Another delightful problem to do at the breakfast table on a Saturday morning! Thanks, Comrade!

First note that

$\int_{0}^{1}\frac{\ln(1-x^n)}{x}dx=-\frac{Li_2(1)}{n}=-\frac{\pi^2}{6n}$

Now $1-x^n=\prod_{d|n}f_d(x)$ where $f_d(x)$ is the $d$ th cyclotomic polynomial except for $f_1(x)=1-x$ . Thus $\ln(1-x^n)=\sum_{d|n}\ln(f_d(x))$ and , by Möbius inversion, $\ln(f_n(x))=\sum_{d|n}\mu(d)\ln(1-x^{n/d})$ . Then $\int_{0}^{1}\frac{\ln(f_n(x))}{x}dx=-\frac{\pi^2}{6n}\sum_{d|n}\mu(d)d=-\frac{\pi^2}{6n}\prod_{p|n}(1-p)$ where $p$ is prime.

For $n=2015=5\times 13\times 31$ this gives $\frac{\phi(2015)}{2015}\times \frac{\pi^2}{6}=\frac{48\pi^2}{403}$ and the answer is $\boxed{451}$ .

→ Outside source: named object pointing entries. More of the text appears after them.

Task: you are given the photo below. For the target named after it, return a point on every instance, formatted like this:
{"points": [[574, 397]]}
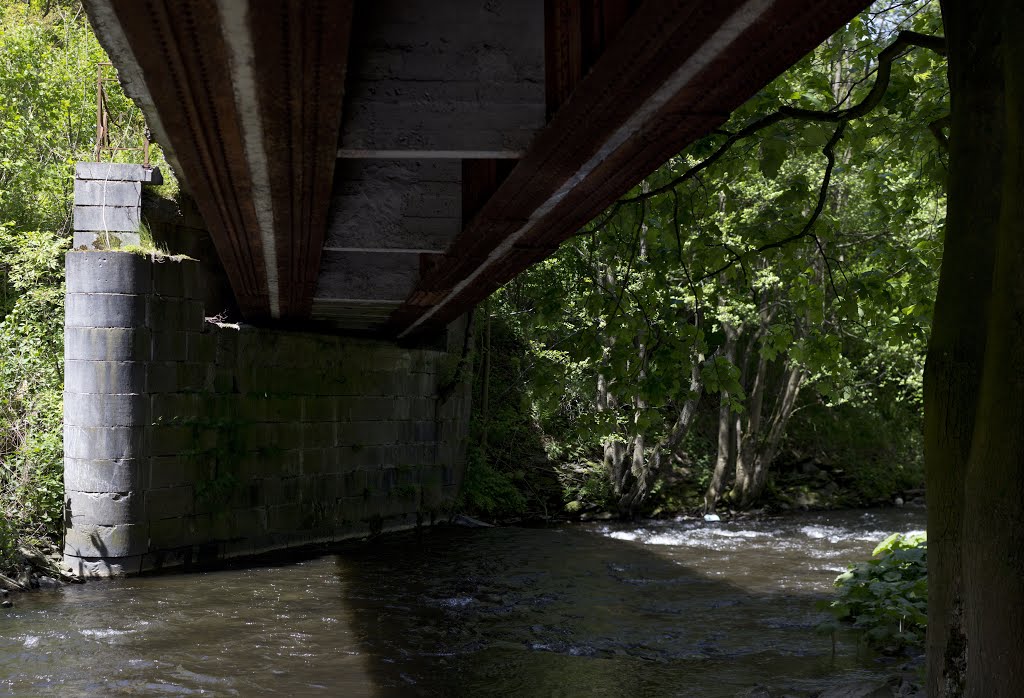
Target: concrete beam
{"points": [[673, 72], [367, 275], [394, 205], [445, 77]]}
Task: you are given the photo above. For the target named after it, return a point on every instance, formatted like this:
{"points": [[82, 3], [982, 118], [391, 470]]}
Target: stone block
{"points": [[318, 408], [252, 407], [424, 431], [107, 475], [195, 377], [177, 440], [317, 461], [93, 568], [107, 541], [171, 314], [104, 241], [168, 278], [227, 346], [168, 533], [166, 559], [104, 310], [318, 434], [284, 518], [161, 377], [105, 443], [169, 503], [103, 508], [253, 521], [353, 483], [110, 223], [180, 408], [104, 377], [107, 409], [201, 347], [107, 344], [119, 172], [172, 471], [108, 272], [170, 346], [281, 408], [109, 192]]}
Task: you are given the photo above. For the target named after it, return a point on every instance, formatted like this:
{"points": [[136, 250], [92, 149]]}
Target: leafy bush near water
{"points": [[887, 596]]}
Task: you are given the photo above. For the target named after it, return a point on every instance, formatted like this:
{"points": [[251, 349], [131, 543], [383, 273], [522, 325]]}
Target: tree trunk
{"points": [[614, 450], [974, 378], [748, 431], [726, 456], [646, 475]]}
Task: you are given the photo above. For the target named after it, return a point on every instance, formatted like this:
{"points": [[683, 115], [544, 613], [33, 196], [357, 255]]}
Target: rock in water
{"points": [[861, 689]]}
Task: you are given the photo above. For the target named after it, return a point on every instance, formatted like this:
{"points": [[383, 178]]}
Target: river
{"points": [[659, 608]]}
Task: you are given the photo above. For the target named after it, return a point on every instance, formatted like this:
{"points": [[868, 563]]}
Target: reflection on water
{"points": [[656, 609]]}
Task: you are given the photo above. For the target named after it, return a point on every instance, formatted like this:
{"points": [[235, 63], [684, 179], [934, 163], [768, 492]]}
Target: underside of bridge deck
{"points": [[383, 166]]}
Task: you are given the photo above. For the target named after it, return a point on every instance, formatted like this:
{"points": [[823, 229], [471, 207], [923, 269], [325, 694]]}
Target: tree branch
{"points": [[904, 41]]}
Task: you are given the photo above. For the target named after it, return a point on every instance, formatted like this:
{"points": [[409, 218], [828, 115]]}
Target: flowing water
{"points": [[678, 608]]}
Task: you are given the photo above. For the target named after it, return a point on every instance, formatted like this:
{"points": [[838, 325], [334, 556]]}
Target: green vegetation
{"points": [[887, 596], [48, 58], [748, 325]]}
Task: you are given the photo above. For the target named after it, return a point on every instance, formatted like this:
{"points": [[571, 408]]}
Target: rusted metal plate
{"points": [[617, 126], [301, 50], [249, 96], [180, 48]]}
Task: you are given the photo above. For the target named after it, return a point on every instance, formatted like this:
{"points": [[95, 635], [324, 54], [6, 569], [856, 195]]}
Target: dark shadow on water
{"points": [[566, 611], [570, 612]]}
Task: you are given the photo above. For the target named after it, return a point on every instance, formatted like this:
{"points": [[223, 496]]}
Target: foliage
{"points": [[796, 269], [48, 59], [887, 596], [507, 472]]}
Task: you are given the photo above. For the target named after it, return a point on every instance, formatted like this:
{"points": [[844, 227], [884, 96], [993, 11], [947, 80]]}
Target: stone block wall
{"points": [[108, 204], [187, 440]]}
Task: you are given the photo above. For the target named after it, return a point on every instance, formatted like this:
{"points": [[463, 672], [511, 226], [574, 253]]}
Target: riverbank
{"points": [[658, 608]]}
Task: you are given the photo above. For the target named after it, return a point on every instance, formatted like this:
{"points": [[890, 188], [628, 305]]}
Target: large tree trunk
{"points": [[974, 379], [645, 473], [614, 449], [726, 456]]}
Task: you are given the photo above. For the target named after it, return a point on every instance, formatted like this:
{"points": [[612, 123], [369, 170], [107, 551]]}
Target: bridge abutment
{"points": [[187, 439]]}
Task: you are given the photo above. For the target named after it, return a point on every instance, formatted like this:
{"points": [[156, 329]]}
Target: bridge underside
{"points": [[382, 167]]}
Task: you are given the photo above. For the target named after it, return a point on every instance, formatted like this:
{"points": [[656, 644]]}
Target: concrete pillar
{"points": [[109, 204]]}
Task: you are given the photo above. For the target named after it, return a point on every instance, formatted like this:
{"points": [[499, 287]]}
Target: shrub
{"points": [[887, 596]]}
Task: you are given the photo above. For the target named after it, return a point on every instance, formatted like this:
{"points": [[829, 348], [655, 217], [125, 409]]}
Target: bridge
{"points": [[364, 174]]}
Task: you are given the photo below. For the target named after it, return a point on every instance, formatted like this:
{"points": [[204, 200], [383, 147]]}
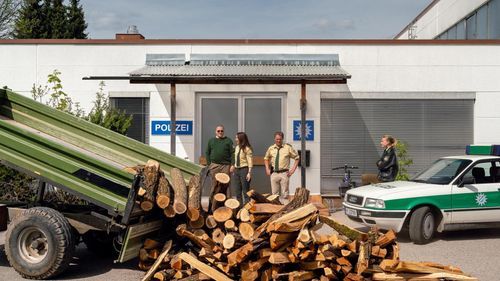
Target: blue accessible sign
{"points": [[162, 127], [309, 130]]}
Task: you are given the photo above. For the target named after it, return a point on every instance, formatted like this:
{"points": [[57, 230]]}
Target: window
{"points": [[471, 27], [480, 173], [482, 23], [494, 19], [139, 109], [461, 30]]}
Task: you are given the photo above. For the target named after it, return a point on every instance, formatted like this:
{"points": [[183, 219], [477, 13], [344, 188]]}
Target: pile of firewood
{"points": [[265, 240]]}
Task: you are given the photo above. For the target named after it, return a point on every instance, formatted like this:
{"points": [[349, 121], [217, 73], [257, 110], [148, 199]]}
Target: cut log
{"points": [[363, 258], [159, 260], [265, 208], [291, 226], [279, 258], [209, 271], [279, 240], [413, 276], [150, 244], [246, 230], [259, 198], [313, 265], [229, 241], [223, 214], [351, 233], [243, 252], [249, 275], [222, 178], [232, 203], [210, 222], [199, 232], [386, 239], [305, 236], [199, 223], [218, 235], [244, 215], [230, 225], [218, 201], [301, 276], [182, 231], [257, 219], [300, 198], [163, 194], [194, 198], [296, 214], [169, 211], [164, 275], [147, 204], [180, 191]]}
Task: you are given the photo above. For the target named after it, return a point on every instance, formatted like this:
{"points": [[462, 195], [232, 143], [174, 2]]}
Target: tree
{"points": [[76, 21], [58, 20], [30, 21], [106, 116], [8, 12], [50, 20]]}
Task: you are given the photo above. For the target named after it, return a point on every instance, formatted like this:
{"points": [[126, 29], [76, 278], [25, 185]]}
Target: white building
{"points": [[456, 20], [436, 95]]}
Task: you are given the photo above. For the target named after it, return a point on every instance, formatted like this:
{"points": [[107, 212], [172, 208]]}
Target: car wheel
{"points": [[39, 243], [422, 225]]}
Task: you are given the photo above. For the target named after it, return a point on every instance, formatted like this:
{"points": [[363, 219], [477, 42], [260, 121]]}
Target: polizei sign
{"points": [[163, 127]]}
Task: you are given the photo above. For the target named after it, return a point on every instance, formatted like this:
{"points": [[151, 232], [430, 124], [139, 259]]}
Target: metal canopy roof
{"points": [[243, 67]]}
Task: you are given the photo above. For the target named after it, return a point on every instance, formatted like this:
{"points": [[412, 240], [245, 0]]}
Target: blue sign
{"points": [[309, 130], [162, 127]]}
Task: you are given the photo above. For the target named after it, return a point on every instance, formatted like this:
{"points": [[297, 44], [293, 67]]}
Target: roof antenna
{"points": [[132, 29]]}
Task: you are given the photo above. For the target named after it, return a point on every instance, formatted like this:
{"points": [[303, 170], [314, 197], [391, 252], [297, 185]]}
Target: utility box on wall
{"points": [[308, 157]]}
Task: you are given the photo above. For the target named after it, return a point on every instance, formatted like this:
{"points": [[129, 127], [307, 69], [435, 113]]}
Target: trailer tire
{"points": [[39, 243], [422, 225]]}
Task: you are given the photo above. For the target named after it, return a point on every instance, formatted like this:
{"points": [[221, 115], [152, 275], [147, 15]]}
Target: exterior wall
{"points": [[441, 15], [404, 70]]}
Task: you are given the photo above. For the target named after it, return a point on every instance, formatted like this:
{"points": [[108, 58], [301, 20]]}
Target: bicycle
{"points": [[346, 183]]}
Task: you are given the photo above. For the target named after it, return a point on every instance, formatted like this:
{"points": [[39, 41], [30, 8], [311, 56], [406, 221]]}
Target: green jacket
{"points": [[219, 151]]}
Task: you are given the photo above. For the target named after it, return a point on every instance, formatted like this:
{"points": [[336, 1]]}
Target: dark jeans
{"points": [[240, 185]]}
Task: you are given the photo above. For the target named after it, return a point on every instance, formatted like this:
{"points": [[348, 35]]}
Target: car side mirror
{"points": [[465, 180]]}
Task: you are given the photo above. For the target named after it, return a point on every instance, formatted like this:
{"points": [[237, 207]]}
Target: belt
{"points": [[281, 171]]}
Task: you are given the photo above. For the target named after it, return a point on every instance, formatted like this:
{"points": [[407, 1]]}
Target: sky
{"points": [[251, 19]]}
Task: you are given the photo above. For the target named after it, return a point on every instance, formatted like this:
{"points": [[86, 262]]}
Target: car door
{"points": [[478, 199]]}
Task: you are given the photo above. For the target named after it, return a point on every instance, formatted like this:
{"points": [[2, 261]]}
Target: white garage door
{"points": [[351, 131]]}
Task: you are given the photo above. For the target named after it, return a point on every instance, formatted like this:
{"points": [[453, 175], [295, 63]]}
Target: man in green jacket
{"points": [[219, 159]]}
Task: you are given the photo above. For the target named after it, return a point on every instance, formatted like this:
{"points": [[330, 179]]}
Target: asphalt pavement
{"points": [[476, 252]]}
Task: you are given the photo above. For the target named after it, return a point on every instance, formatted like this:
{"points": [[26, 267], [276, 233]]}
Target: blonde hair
{"points": [[392, 140]]}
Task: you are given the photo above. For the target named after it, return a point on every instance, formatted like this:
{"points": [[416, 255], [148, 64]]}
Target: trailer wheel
{"points": [[39, 243], [422, 225]]}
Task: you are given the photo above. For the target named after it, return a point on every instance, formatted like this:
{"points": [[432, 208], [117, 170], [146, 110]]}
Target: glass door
{"points": [[262, 118], [258, 115]]}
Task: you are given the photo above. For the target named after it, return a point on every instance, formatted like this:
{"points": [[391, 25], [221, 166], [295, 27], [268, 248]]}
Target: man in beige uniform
{"points": [[279, 156]]}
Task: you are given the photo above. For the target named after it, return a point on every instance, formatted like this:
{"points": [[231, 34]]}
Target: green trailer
{"points": [[85, 160]]}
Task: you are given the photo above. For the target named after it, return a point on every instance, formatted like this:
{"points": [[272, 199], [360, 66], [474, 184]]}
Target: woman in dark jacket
{"points": [[388, 164]]}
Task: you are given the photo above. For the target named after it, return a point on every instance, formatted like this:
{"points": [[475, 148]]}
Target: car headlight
{"points": [[375, 203]]}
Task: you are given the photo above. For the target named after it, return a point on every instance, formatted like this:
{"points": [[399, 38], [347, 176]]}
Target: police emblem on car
{"points": [[454, 192]]}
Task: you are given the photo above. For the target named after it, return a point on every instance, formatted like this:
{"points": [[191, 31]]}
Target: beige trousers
{"points": [[280, 181]]}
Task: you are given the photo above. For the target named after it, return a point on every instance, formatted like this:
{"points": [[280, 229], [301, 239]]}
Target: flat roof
{"points": [[246, 42]]}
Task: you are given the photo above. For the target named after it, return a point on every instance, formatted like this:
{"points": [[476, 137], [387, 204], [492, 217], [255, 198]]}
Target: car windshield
{"points": [[443, 171]]}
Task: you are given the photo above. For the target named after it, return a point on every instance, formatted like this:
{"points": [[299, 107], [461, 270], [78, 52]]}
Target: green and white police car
{"points": [[455, 192]]}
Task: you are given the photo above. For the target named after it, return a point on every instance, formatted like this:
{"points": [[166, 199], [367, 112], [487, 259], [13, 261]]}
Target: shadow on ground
{"points": [[84, 265]]}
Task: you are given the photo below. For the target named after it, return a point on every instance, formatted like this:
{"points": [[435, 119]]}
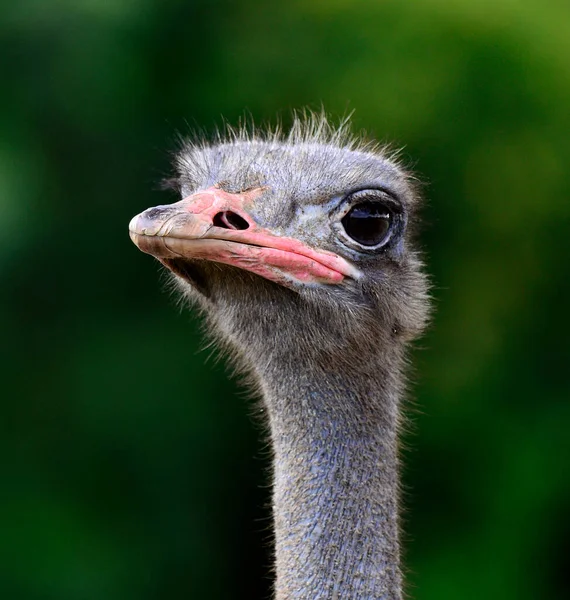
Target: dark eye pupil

Small discrepancy: My answer comes out positive while yours is negative; let's both double-check (the sign error may well be on my end). According to my work, the answer comes out positive iff $n$ has an odd number of distinct prime factors.